Mailbag: Good Samaritans were at beach that day

About 1 p.m. Oct. 27, I took my 9-year-old daughter to Blackies by Newport Pier. I had surfed that morning and it was fun, so I wanted her to get a chance to surf before the tide drained out too far.

The waves were small, and I had already been out, so I stood on the beach by the water to watch her as I often do. Well, not five minutes into her session, the board pearled on a wave and shot about 10 feet in the air. She was in shallow water and couldn't take cover. I saw it come straight down and heard it hit her head. This was a longboard on a little head. I knew it must have hurt so I called her to come in.

Then I heard blood-curdling screams and realized she must have been cut. I went in the water after her to find two very deep lacerations on her forehead. There was a lot of blood, and I needed to get her to the emergency room.

As we exited the water, I yelled for someone to please call the lifeguard. Amazingly, a women strolling the beach with her husband greeted us at the water's edge with the most amazing tissues she must have been carrying on her stroll. I am a registered nurse, and we don't even have gauze that absorbent in the hospital! I think those tissues were sent straight from God. That couple seemed to disappear as suddenly as they appeared. The tissues were a lifesaver.

Another man came running out of the water in his wetsuit, looked me in the eyes and asked what I needed him to do. He was so helpful by helping to calm my daughter, putting the board in my car and leaving a note so I wouldn't get a ticket. Another man was calling for help. The lifeguard, paramedics and EMTs were all so kind. Some of the people even put quarters in the meter for my car while my daughter and I were being loaded in the ambulance.

I am so grateful to all these wonderful people who helped me get my daughter to the hospital; it really helped me to be able to be there for her and keep her calm. They have all crossed my mind so many times and I would just like to say thank you. I don't know why my daughter had that accident that day, but it seems the people were strategically placed. She is doing well, and has her first cool surf story to tell along with the scar to prove it.

Priscilla Rouse

Huntington Beach


Don't give city power to just a few

Why shouldn't Costa Mesa adopt a charter? According to a recent letter to the Daily Pilot, "There are really no disadvantages in Costa Mesa becoming a charter city ("Charter would 'Free Costa Mesa!'" Nov. 7).

I could respond in two words: "Bell, Calif."

Or one word, "Rajneeshpuram," the Oregon commune that in the 1980s commandeered democratic procedures to allow the guru Bhagwan Shree Rajneesh and his followers to completely take over Wasco County and commit serious crimes against the citizens of Antelope, Ore. It took the federal government to step in and deport Rajneesh for immigration fraud before the citizens could regain control. They then had to work long and hard to repair the damage.

Or we could consider Vernon, another charter city, which is notorious for the scandalous way it has been run.

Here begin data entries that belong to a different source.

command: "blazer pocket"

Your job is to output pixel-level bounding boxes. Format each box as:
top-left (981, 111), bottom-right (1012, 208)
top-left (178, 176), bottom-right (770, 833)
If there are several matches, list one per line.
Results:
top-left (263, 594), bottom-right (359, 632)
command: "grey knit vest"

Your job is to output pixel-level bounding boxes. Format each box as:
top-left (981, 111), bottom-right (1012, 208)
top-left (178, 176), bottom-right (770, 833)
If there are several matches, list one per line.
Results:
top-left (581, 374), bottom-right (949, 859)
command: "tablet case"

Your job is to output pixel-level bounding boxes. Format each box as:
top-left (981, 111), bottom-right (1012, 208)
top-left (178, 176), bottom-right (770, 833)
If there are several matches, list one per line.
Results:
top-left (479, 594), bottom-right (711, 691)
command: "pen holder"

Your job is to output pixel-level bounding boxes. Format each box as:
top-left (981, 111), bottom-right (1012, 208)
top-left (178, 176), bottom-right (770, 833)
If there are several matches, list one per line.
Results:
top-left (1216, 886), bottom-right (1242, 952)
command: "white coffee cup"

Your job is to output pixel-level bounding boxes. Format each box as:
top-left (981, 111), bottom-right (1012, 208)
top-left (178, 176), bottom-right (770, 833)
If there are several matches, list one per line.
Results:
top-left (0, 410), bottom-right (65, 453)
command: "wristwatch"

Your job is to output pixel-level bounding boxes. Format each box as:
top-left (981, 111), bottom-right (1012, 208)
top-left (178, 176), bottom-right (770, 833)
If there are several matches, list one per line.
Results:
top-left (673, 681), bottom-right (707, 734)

A critical downside of a city charter is that it concentrates power intensely in the hands of a very few people. In the case of a city like Costa Mesa with a five-member City Council, it would take only three people to form a majority voting bloc that could quickly and completely ruin the city.

A general law city, on the other hand, has the protection of state law and courts to enforce it. State law limits the power of local government officials and prevents any small group of rapacious politicians from taking over the city and running it for their own private benefit, keeping themselves in power for decades.

Costa Mesa has been getting along just fine, through good times and bad, for 58 years as a general law city. We don't need the expense, trouble and risks of a charter.